La casa automobilistica taglia il traguardo dei 30 punti vendita in Cina inaugurandone uno nella capitale della regione, che il Wsj definisce la cartina di tornasole delle tensioni tra Washington e Pechino
La casa automobilistica statunitense Tesla di Elon Musk – “l’unica celebrità di Big Tech il cui cuore batte a destra”, come l’ha definito Federico Rampini sul Corriere della Sera – ha aperto una nuova concessionaria a Urumqi, la capitale dello Xinjiang, la regione cinese in cui vive la minoranza uigura che – secondo le accuse degli Stati Uniti e di diverse Ong e organizzazioni internazionali – è perseguitata e costretta al lavoro forzato. Lo ha comunicato la stessa casa automobilistica fondata attraverso la piattaforma di microblogging cinese Weibo.
IL NUOVO CENTRO
Nel post su Weibo, che celebra la sempre più importante presenza di Tesla in Cina, si legge: “Nell’ultimo giorno del 2021 ci siamo incontrati in Xinjiang. Nel 2022 lanciamo assieme lo Xinjiang nel suo viaggio elettrico”. Con l’apertura di questa nuova sede sono 30 i punti vendita di Tesla in Cina. Tesla è stata la prima casa automobilistica straniera a costruire un impianto di produzione interamente di proprietà in Cina, la gigafactory di Shanghai, dove produce soprattutto i modelli S e 3, i più venduti nel Paese asiatico.

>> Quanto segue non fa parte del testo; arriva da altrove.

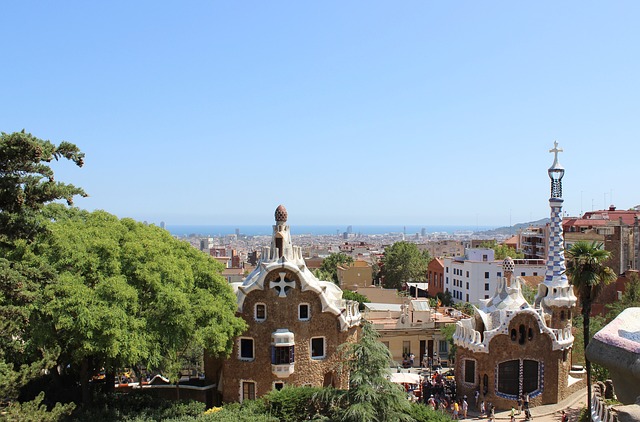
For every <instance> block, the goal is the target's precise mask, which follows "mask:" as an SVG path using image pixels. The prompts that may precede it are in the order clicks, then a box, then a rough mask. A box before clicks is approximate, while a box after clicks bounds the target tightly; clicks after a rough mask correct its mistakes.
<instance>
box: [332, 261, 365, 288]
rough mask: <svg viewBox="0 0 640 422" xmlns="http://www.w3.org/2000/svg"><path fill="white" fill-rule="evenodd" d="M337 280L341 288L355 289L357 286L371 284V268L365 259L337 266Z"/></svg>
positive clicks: (364, 285) (359, 286)
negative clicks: (337, 268) (337, 276)
mask: <svg viewBox="0 0 640 422" xmlns="http://www.w3.org/2000/svg"><path fill="white" fill-rule="evenodd" d="M338 282H339V285H340V288H341V289H342V290H351V291H355V290H357V289H358V287H369V286H371V285H372V284H373V269H372V267H371V264H369V263H368V262H365V261H360V260H357V261H354V262H353V263H351V265H344V266H343V265H339V266H338Z"/></svg>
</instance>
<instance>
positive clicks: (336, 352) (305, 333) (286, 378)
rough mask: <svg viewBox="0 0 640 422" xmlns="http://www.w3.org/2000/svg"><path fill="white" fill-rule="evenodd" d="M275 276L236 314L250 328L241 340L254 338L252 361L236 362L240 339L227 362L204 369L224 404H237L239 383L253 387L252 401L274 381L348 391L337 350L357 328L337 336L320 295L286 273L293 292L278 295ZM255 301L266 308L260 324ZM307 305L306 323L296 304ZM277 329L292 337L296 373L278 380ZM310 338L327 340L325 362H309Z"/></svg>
mask: <svg viewBox="0 0 640 422" xmlns="http://www.w3.org/2000/svg"><path fill="white" fill-rule="evenodd" d="M278 272H280V271H274V272H273V273H271V274H269V275H267V278H266V280H265V289H264V290H254V291H252V292H250V293H249V294H248V295H247V297H246V298H245V300H244V304H243V312H242V313H238V316H240V317H242V318H243V319H244V320H245V321H246V322H247V325H248V326H249V329H248V330H247V331H246V332H245V333H243V334H242V336H241V337H250V338H253V340H254V348H255V354H254V355H255V358H254V359H253V360H252V361H243V360H240V359H239V350H238V347H239V341H238V339H236V341H235V342H234V347H233V352H232V354H231V356H230V357H229V358H228V359H226V360H217V361H216V360H209V362H207V366H206V368H205V369H206V370H207V373H208V374H209V371H211V374H212V377H218V378H219V379H220V385H219V389H220V390H221V391H222V400H223V401H224V402H231V401H239V400H240V399H241V388H242V382H243V381H253V382H255V383H256V386H255V387H256V391H255V393H256V397H259V396H262V395H264V394H266V393H268V392H269V391H271V390H272V389H273V388H274V382H283V383H284V384H285V385H287V384H289V385H296V386H302V385H311V386H315V387H322V386H323V385H326V384H331V385H333V386H335V387H336V388H347V387H348V376H347V375H346V374H342V373H341V372H340V371H338V366H339V365H338V364H339V361H340V359H339V353H338V348H339V346H340V345H341V344H343V343H346V342H355V341H357V337H358V328H357V327H354V328H351V329H349V330H348V331H345V332H341V331H340V324H339V321H338V318H337V316H336V315H333V314H331V313H328V312H322V305H321V302H320V299H319V296H318V295H317V294H316V293H314V292H311V291H306V292H303V291H301V290H300V287H301V285H300V282H299V280H298V279H297V277H296V275H295V274H293V273H291V272H289V271H287V275H286V278H288V279H289V280H294V281H295V288H292V289H289V290H288V292H287V296H286V297H279V296H278V293H277V292H276V290H275V289H273V288H270V281H271V280H275V279H277V278H279V275H278ZM256 303H263V304H265V305H266V310H267V311H266V319H265V320H264V321H261V322H258V321H256V320H255V319H254V309H255V304H256ZM301 303H306V304H309V312H310V319H309V320H308V321H301V320H299V318H298V305H299V304H301ZM278 329H287V330H289V331H290V332H291V333H293V334H294V336H295V349H294V360H295V369H294V373H293V374H291V375H289V376H288V377H287V378H278V377H277V376H276V375H274V374H273V373H272V367H271V335H272V333H273V332H275V331H276V330H278ZM312 337H324V338H325V358H324V359H312V358H311V351H310V341H311V338H312Z"/></svg>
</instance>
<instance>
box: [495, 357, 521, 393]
mask: <svg viewBox="0 0 640 422" xmlns="http://www.w3.org/2000/svg"><path fill="white" fill-rule="evenodd" d="M519 371H520V361H518V360H510V361H507V362H502V363H501V364H499V365H498V391H499V392H501V393H504V394H509V395H512V396H517V395H518V385H519V381H518V378H519Z"/></svg>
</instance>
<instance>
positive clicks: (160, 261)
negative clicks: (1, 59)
mask: <svg viewBox="0 0 640 422" xmlns="http://www.w3.org/2000/svg"><path fill="white" fill-rule="evenodd" d="M48 217H49V219H50V220H51V221H53V222H52V223H50V232H51V236H50V237H49V238H48V239H47V240H46V241H45V242H41V243H38V244H37V245H36V246H35V248H34V249H35V251H36V253H37V254H39V255H42V256H44V257H46V258H47V260H48V262H49V263H50V265H51V266H52V267H53V268H54V269H55V270H56V271H57V273H58V274H59V276H58V280H57V282H55V283H52V284H50V285H48V286H47V287H46V289H45V291H44V295H43V297H42V303H41V307H40V309H41V312H40V315H39V316H40V322H41V324H40V327H39V328H40V331H39V332H40V333H41V334H42V337H43V338H42V342H43V343H44V344H48V345H51V346H58V347H60V349H61V354H60V358H59V361H58V363H59V364H62V365H63V366H66V365H67V364H71V365H75V366H76V367H81V368H82V369H83V373H82V375H81V380H82V382H84V383H86V382H87V381H88V376H89V374H88V373H86V370H88V369H90V366H95V367H98V368H100V367H105V368H107V369H108V370H113V369H114V368H117V367H125V366H133V365H136V364H142V365H143V366H146V367H148V368H157V369H161V370H163V372H164V373H165V374H166V375H169V376H170V378H172V379H174V380H175V379H176V377H177V369H179V365H180V361H181V357H182V356H183V355H184V354H185V353H186V352H187V351H188V350H189V348H190V347H191V346H193V345H197V346H200V347H202V348H204V349H207V350H208V351H209V352H210V353H212V354H213V355H221V354H222V355H224V354H228V353H230V351H231V349H232V341H233V338H234V337H235V336H237V335H239V334H240V333H241V332H242V331H243V330H244V329H245V324H244V322H243V321H242V320H241V319H239V318H237V317H236V316H235V312H236V303H235V297H234V296H233V293H232V291H231V288H230V287H229V285H228V284H227V283H226V282H225V280H224V279H223V278H222V276H221V271H222V268H221V266H220V264H218V263H217V262H216V261H215V260H214V259H212V258H211V257H209V256H208V255H206V254H203V253H202V252H200V251H198V250H196V249H195V248H193V247H191V246H190V245H189V244H187V243H186V242H182V241H179V240H177V239H174V238H173V237H172V236H171V235H170V234H169V233H168V232H167V231H165V230H161V229H159V228H158V227H155V226H147V225H145V224H142V223H138V222H135V221H133V220H131V219H122V220H120V219H118V218H117V217H115V216H113V215H111V214H108V213H106V212H104V211H95V212H91V213H90V212H87V211H80V210H77V209H64V208H62V207H59V206H51V207H50V209H49V210H48ZM85 391H86V390H85Z"/></svg>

LA MOSSA DI BIDEN A DICEMBRE
A dicembre, il presidente statunitense Joe Biden ha firmato un provvedimento che vieta la maggior parte delle importazioni dallo Xinjiang sulla base delle accuse secondo le quali nella regione semi-autonoma verrebbe utilizzato il lavoro forzato della minoranza uigura, addebiti sempre respinti da Pechino. La Casa Bianca ha anche sanzionato diverse società cinesi e individui con l’accusa di aver partecipato alla campagna di assimilazione forzata degli uiguri, la popolazione di religione musulmana che vive nella provincia.

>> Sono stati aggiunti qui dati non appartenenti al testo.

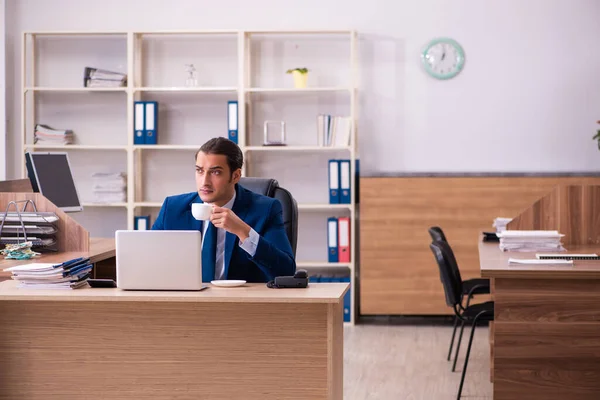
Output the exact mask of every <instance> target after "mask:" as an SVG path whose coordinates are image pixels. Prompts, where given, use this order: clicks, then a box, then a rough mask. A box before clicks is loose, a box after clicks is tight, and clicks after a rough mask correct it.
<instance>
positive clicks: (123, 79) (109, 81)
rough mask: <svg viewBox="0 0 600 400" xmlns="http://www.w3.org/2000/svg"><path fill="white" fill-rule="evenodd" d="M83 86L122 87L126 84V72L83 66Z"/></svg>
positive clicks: (99, 86) (126, 81)
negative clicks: (86, 66) (85, 66)
mask: <svg viewBox="0 0 600 400" xmlns="http://www.w3.org/2000/svg"><path fill="white" fill-rule="evenodd" d="M83 86H85V87H122V86H127V74H122V73H120V72H113V71H107V70H105V69H99V68H92V67H85V71H84V74H83Z"/></svg>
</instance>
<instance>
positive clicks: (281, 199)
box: [239, 177, 298, 257]
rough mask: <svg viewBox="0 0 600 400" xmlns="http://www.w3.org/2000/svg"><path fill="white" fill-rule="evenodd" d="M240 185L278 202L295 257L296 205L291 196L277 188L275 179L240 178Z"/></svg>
mask: <svg viewBox="0 0 600 400" xmlns="http://www.w3.org/2000/svg"><path fill="white" fill-rule="evenodd" d="M239 183H240V185H241V186H243V187H245V188H246V189H248V190H251V191H253V192H255V193H258V194H262V195H264V196H268V197H272V198H274V199H277V200H279V202H280V203H281V208H282V209H283V225H284V227H285V233H286V234H287V237H288V240H289V241H290V245H291V246H292V252H293V254H294V257H296V244H297V243H298V203H296V200H295V199H294V197H293V196H292V194H291V193H290V192H289V191H287V190H286V189H284V188H282V187H280V186H279V182H277V181H276V180H275V179H268V178H248V177H243V178H240V182H239Z"/></svg>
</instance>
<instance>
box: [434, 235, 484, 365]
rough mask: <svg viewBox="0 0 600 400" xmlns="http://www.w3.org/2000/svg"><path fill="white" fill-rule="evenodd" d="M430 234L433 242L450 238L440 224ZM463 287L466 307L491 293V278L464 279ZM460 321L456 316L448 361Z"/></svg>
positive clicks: (457, 356) (462, 324)
mask: <svg viewBox="0 0 600 400" xmlns="http://www.w3.org/2000/svg"><path fill="white" fill-rule="evenodd" d="M429 236H431V240H432V241H433V242H436V241H439V242H445V243H448V239H446V235H445V234H444V231H442V228H440V227H438V226H433V227H431V228H429ZM448 247H449V248H450V244H448ZM450 252H451V254H450V256H451V257H452V259H453V262H454V264H455V265H456V270H457V274H458V279H459V280H461V281H462V278H461V277H460V271H458V263H457V262H456V258H455V257H454V252H452V249H451V248H450ZM462 288H463V289H462V290H463V292H462V295H461V302H460V304H461V305H462V304H463V300H464V297H465V296H466V298H467V302H466V304H465V307H469V304H470V302H471V299H472V298H473V296H474V295H477V294H490V280H489V279H485V278H474V279H467V280H465V281H462ZM458 321H459V318H458V316H455V317H454V328H453V330H452V338H451V339H450V346H449V347H448V357H447V360H448V361H450V359H451V357H452V348H453V347H454V338H455V337H456V328H457V327H458ZM464 327H465V322H464V321H462V324H461V327H460V334H459V336H458V342H457V344H456V354H455V355H454V362H453V364H452V372H454V371H455V370H456V359H457V358H458V351H459V349H460V342H461V340H462V335H463V330H464Z"/></svg>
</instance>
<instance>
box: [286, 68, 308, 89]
mask: <svg viewBox="0 0 600 400" xmlns="http://www.w3.org/2000/svg"><path fill="white" fill-rule="evenodd" d="M287 73H288V74H292V76H293V77H294V87H295V88H296V89H303V88H305V87H306V80H307V79H308V69H307V68H294V69H288V70H287Z"/></svg>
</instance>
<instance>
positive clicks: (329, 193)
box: [328, 160, 340, 204]
mask: <svg viewBox="0 0 600 400" xmlns="http://www.w3.org/2000/svg"><path fill="white" fill-rule="evenodd" d="M328 176H329V204H339V203H340V163H339V162H338V160H329V171H328Z"/></svg>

La nuova legge impone sanzioni ai responsabili del lavoro forzato nella regione e vieta le importazioni a meno che gli Stati Uniti non stabiliscano con “prove chiare e convincenti” che non sono stati effettuati con il lavoro forzato. Per questo, l’apertura di un punto vendita in Xinjiang, se non dovesse comportare l’uso di lavoro forzato, non dovrebbe innescare automaticamente alcuna sanzione.
LA CARTA DI TORNASOLE
Ma lo Xinjiang, spiega il Wall Street Journal, è diventato una cartina di tornasole per le aziende straniere che fanno affari in Cina. Coloro che si avvicinano alla regione rischiano problemi normativi e contraccolpi reputazionali nei loro mercati interni, mentre quelli che la evitano affrontano l’ira del governo di Pechino e dei consumatori cinesi sempre più nazionalisti. Lo hanno già assaggiato diversi grandi marchi stranieri.

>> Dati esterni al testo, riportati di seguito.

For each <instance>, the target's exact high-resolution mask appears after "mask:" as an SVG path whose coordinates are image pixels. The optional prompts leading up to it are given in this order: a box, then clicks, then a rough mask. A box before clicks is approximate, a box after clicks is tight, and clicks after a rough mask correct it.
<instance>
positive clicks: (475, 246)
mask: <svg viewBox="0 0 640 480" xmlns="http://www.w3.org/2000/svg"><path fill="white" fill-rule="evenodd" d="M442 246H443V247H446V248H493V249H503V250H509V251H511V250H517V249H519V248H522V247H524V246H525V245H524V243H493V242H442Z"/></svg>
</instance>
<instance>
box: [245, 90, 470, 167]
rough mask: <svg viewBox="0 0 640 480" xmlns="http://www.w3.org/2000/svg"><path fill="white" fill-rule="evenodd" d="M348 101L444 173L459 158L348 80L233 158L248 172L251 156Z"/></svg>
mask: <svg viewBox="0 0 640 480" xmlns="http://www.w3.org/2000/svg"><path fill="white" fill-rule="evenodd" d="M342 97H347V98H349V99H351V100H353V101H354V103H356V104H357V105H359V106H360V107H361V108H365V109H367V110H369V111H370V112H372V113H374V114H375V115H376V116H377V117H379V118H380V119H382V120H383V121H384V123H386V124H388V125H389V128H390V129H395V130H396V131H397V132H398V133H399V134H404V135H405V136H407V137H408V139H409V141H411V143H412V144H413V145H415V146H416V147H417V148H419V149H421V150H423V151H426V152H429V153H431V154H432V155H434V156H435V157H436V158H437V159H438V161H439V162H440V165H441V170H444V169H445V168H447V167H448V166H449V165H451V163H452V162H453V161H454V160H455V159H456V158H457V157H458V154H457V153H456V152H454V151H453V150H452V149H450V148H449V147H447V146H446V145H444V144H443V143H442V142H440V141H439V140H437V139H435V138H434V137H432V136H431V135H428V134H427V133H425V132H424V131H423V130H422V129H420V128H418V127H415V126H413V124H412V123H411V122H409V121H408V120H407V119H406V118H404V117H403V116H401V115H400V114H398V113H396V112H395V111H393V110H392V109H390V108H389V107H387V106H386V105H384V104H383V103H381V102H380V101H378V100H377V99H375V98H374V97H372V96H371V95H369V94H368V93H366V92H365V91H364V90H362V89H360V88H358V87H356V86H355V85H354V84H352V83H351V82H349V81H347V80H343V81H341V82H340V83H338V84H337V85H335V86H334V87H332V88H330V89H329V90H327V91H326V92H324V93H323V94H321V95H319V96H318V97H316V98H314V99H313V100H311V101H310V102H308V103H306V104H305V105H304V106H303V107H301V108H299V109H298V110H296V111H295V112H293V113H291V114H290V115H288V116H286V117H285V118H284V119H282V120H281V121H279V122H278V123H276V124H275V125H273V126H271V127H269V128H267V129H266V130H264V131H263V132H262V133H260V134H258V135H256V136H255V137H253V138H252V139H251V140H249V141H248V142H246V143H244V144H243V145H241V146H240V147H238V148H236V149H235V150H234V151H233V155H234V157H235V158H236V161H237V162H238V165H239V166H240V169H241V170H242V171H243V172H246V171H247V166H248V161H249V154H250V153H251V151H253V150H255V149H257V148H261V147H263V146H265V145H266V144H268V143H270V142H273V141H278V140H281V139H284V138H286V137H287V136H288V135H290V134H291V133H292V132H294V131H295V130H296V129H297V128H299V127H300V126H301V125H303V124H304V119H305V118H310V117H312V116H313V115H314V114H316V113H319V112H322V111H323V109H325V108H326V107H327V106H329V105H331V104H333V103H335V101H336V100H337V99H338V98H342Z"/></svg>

In passato H&M, Nike e Adidas sono stati boicottati in Cina, per aver preso posizioni contro l’uso del lavoro forzato nello Xinjiang. Dall’altra parte, come raccontato anche su Formiche.net, dopo l’approvazione della legge da parte della Camera dei rappresentanti, il colosso tecnologico statunitense Intel si era scusato con clienti e partner cinesi per aver annunciato un boicottaggio di prodotti e manodopera dalla Xinjiang. In precedenza, l’azienda aveva scritto ai propri fornitori annunciato di voler affrancare la propria catena di approvvigionamento dai prodotti della regione cinese, adempiendo alla legislazione statunitense in materia. La ritrattazione è arrivata con una dichiarazione in lingua cinese sulla piattaforma WeChat, in cui Intel ha espresso l’intenzione di “diventare un partner tecnologico affidabile e ad accelerare lo sviluppo congiunto con la Cina”.